In the past, Read1.fastq.gz and Read2.fastq.gz were all we need, because all the actual information of the experiments are there. The index files (I1.fastq.gz and I2.fastq.gz) are not really useful once the demultiplexing step is done. That’s why people just submit Read1.fastq.gz and Read2.fastq.gz to a public repostory, such as ArrayExpress and GEO, when they publish their papers. However, with the ever-growing complexity of current genomic methods, especially those in the field of single cell genomics, having just two fastq files is not enough.
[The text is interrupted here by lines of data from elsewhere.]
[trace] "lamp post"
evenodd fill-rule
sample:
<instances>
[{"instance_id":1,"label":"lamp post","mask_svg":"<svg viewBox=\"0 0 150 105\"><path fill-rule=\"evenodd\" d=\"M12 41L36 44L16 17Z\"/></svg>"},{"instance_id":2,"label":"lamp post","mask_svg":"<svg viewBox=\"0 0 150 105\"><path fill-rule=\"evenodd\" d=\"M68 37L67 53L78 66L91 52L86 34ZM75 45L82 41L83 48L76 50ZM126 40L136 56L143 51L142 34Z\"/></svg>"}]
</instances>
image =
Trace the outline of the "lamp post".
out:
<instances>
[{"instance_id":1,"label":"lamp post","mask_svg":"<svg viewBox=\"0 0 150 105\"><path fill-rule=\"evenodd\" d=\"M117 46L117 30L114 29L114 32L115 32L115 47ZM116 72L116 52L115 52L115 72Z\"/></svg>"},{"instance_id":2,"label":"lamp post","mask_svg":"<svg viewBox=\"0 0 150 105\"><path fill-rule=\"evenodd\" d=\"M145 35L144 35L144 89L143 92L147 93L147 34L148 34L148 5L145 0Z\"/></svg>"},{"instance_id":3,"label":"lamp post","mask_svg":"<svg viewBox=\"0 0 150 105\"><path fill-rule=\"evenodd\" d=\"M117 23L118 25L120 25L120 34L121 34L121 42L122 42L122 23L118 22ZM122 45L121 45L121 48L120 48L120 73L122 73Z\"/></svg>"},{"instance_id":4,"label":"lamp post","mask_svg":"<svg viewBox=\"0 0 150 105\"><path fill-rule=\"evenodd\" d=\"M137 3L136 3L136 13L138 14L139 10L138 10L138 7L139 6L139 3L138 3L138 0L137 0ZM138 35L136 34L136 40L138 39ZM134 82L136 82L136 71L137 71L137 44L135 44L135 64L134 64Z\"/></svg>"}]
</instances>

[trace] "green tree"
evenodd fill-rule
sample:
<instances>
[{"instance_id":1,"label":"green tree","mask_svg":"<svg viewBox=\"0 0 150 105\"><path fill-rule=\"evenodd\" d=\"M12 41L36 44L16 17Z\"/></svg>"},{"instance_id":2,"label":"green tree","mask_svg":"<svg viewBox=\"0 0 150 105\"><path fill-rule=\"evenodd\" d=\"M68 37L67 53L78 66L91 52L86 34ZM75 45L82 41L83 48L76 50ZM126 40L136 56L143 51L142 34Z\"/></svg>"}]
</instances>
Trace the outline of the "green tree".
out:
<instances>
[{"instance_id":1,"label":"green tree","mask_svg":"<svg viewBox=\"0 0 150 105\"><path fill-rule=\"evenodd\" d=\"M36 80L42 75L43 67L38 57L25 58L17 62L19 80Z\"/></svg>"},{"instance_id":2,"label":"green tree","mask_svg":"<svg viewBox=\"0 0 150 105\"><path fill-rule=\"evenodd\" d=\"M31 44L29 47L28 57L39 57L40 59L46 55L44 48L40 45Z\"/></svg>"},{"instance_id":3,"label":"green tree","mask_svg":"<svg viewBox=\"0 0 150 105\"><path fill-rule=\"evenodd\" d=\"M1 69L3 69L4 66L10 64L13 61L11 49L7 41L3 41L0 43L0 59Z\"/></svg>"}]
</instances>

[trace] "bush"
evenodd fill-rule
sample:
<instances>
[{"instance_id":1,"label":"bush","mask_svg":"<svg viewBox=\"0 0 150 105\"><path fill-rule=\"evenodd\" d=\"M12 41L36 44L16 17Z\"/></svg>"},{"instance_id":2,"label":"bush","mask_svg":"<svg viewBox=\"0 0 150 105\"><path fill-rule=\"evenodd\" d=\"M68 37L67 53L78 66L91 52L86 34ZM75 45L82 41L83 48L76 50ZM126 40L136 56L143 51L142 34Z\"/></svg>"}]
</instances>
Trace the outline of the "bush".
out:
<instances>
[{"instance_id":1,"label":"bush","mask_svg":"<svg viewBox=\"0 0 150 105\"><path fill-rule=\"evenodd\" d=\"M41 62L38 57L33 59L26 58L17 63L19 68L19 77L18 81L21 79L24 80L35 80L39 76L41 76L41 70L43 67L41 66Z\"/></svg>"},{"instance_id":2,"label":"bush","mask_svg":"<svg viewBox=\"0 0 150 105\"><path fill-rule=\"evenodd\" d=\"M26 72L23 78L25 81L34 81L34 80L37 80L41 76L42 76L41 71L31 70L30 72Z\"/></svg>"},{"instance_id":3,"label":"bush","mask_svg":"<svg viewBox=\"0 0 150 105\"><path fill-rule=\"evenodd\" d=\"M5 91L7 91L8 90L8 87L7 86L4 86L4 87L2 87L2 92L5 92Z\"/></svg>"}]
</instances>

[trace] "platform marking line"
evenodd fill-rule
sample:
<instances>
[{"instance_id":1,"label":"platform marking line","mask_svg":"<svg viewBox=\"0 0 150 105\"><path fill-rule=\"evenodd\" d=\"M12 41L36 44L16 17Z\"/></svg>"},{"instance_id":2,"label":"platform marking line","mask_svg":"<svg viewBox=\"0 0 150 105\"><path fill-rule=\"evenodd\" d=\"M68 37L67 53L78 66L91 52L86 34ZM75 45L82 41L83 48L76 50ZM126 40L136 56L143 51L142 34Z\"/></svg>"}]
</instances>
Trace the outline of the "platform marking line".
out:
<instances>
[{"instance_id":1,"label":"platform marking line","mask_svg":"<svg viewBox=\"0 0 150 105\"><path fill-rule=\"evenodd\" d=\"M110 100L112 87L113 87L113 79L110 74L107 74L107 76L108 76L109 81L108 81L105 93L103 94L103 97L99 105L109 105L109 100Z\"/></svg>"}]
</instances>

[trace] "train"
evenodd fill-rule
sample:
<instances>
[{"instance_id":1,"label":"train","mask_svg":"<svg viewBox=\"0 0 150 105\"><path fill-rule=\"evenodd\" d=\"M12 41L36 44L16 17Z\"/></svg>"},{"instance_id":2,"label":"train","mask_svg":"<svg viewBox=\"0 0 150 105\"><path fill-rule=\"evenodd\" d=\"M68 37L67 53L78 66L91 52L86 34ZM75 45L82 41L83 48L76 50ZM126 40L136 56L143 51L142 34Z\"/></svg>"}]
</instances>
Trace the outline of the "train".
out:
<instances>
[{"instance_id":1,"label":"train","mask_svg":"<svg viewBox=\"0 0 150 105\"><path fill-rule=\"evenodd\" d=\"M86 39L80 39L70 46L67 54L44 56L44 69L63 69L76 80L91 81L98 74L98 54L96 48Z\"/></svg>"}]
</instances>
In single cell genomics, the words sample, index and barcode are quite vague. Therefore, we now talk about the cell barcode, a short DNA sequence that is unique to a cell. All reads that are associated with a particular cell barcode are from the same cell. In any single cell methods, the UMI, if any, are usually in either Read1.fastq.gz or Read2.fastq.gz. However, the cell barcode can be anywhere in Read1.fastq.gz, Read2.fastq.gz, I1.fastq.gz and I2.fastq.gz. Sometime, a cell barcode is defined by the combination of sequences from those fastq files, this is especially true for all the “split-pool” based methods. To deal with this, I often put N in the SampleSheet.csv, a file that is used during the bcl2fastq step, like this:

# this is an example from NextSeq
Sample_ID,Sample_Name,Sample_Plate,Sample_Well,Index_Plate,Index_Plate_Well,I7_Index_ID,index,I5_Index_ID,index2,Sample_Project,Description
foo,,,,,,N001,NNNNNNNN,S501,NNNNNNNN,,

If you do that, bcl2fastq will look for literal N in your index due to a known bug of the program, and anything matching NNNNNNNN+NNNNNNNN will be written into the sample foo. Hopefully, you will have very few or no reads in foo. All the useful reads will be written into the Undetermined sample. You will get the following four files per run:

Undetermined_R1.fastq.gz
Undetermined_R2.fastq.gz
Undetermined_I1.fastq.gz
Undetermined_I2.fastq.gz

All the information is there, and you can do whatever you need from this point. For me, I like the flexible settings of STARsolo, kallisto|bustools and zUMIs etc. which allow preprocessing any methods in theory. For example, I don’t really need to specify if the experiment protocol is using 10xv123, Drop-seq or CEL-seq etc. I can use the combination of soloCBstart, soloCBlen, soloUMIstart and soloUMIlen in STARsolo to specify the locations of CB and UMI, even for future new methods. If you can’t figure out the CB and UMI locations in a method, especially in a complicated single cell method, then can I shameless advertise my scg_lib_structs repository to you 😉? Okay, I guess my real point is we need to submit all four fastq files to public repositories.